Studienarbeit aus dem Jahr 2010 im Fachbereich Pädagogik - Allgemein, word: 1,7, Westfälische Wilhelms-Universität Münster, Sprache: Deutsch, summary: Diese Arbeit geht grundsätzlich auf das Thema –Planung eines Elternabends im Elementarbereich – Von der didaktischen Theorie hin zur methodischen Umsetzung – ein. Dieses Vorgehen, Verknüpfung der didaktischen Theorie mit der methodischen Umsetzung, ist Bestandteil des Methodenlabors und sollte in dieser Arbeit Beachtung finden. Es stellt sich die Frage wie aus der Theorie nun die methodische Umsetzung erfolgt. Der thematische Schwerpunkt dieser Arbeit ergibt sich aus dem Wunsch der späteren beruflichen Tätigkeit.

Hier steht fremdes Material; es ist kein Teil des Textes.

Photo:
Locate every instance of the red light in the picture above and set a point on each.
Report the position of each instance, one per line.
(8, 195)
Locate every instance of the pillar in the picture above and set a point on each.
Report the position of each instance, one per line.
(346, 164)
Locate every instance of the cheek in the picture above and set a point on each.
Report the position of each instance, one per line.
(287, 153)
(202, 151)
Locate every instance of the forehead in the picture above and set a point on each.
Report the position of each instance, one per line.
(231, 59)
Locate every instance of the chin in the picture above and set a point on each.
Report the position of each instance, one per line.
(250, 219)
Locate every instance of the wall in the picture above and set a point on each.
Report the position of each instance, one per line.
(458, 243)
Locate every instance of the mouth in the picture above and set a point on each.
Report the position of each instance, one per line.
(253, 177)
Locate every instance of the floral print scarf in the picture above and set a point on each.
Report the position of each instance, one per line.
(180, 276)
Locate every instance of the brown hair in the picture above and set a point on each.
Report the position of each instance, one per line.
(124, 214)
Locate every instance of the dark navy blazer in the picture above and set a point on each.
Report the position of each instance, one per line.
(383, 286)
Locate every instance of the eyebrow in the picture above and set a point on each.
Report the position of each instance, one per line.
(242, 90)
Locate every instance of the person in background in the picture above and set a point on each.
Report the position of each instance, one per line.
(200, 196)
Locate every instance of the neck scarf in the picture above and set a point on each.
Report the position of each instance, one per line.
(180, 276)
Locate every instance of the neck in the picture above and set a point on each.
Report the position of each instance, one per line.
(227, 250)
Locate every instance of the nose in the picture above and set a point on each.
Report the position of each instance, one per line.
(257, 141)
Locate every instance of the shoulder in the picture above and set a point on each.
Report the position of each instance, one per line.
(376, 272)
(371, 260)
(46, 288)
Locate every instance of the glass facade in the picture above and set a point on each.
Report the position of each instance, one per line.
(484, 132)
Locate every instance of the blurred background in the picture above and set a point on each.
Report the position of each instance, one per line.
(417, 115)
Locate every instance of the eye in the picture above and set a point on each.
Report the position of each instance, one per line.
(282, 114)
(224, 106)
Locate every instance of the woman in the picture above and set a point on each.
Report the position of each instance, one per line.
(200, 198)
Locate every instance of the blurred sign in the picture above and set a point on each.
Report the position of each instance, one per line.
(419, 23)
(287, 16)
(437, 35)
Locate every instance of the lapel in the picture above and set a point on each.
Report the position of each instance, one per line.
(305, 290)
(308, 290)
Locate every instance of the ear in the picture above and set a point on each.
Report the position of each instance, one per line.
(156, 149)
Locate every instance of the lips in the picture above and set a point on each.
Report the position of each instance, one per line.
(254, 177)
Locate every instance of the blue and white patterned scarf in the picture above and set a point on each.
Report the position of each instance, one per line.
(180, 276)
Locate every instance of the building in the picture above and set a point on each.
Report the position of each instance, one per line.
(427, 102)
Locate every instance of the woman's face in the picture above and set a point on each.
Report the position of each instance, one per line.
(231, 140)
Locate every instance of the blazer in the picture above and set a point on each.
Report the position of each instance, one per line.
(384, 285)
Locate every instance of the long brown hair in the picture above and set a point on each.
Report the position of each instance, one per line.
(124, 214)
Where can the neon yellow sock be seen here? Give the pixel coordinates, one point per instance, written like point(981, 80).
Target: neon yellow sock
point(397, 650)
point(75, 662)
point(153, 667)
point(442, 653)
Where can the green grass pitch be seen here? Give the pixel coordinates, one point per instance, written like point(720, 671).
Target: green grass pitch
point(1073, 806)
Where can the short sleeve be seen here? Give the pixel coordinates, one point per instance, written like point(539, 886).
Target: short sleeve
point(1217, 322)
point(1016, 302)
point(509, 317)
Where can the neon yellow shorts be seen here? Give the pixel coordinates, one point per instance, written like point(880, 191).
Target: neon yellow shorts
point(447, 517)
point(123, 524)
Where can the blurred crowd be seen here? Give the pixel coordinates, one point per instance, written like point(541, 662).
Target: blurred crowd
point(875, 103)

Welche didaktischen Theorien gibt es (Kapitel 2) und welche eignen sich für die Adressaten / TN / Zielgruppe? Es wird ein allgemeiner Definitionsversuch des Didaktikbegriffs unternommen (2.1), sowie die Allgemeine Didaktik, Fach- und Bereichsdidaktik in ihren Grundzügen erläutert (2.1.1). Darauf folgend werden didaktische Theorien, wie die bildungstheoretische, lernzielorientierte, lerntheoretische und subjektive Didaktik veranschaulicht (2.1.2). Anschließend geht diese Arbeit auf didaktische Prinzipien (2.1.3) und den Ebenen didaktischen Handelns ein (2.1.4). Im Kapitel 2.2 wird ein Definitionsversuch des Methodenbegriffs angestrebt. Kapitel 2.3 thematisiert die Elternarbeit in ihren Grundzügen und Wandlungsprozessen, sowie den Aspekt der Erziehungs- und Bildungspartnerschaft zwischen pädagogischen Fachkräften, Eltern / dem familiären Umfeld und dem sort. Kapitel three, geht der Frage nach, wie der Elternabend konkret gestaltet werden sollte. Zunächst wird die Kindertagesstätte und ihre Prinzipien vorgestellt (`Gedankenexperiment`), in dem der Elternabend stattfinden wird, sowie der Grund des Elternabends und grobe Programminhalte aufgezeigt (3.1). Anschließend wird im Kapitel 3.2 die theoretische Grundlage/Planungskonzeption veranschaulicht. Im Fazit wird abschließend die Didaktik, Methodik und Umsetzung des Elternabends verhandelt, dieses unter den Aspekten die im Kapitel 2 behandelt wurden.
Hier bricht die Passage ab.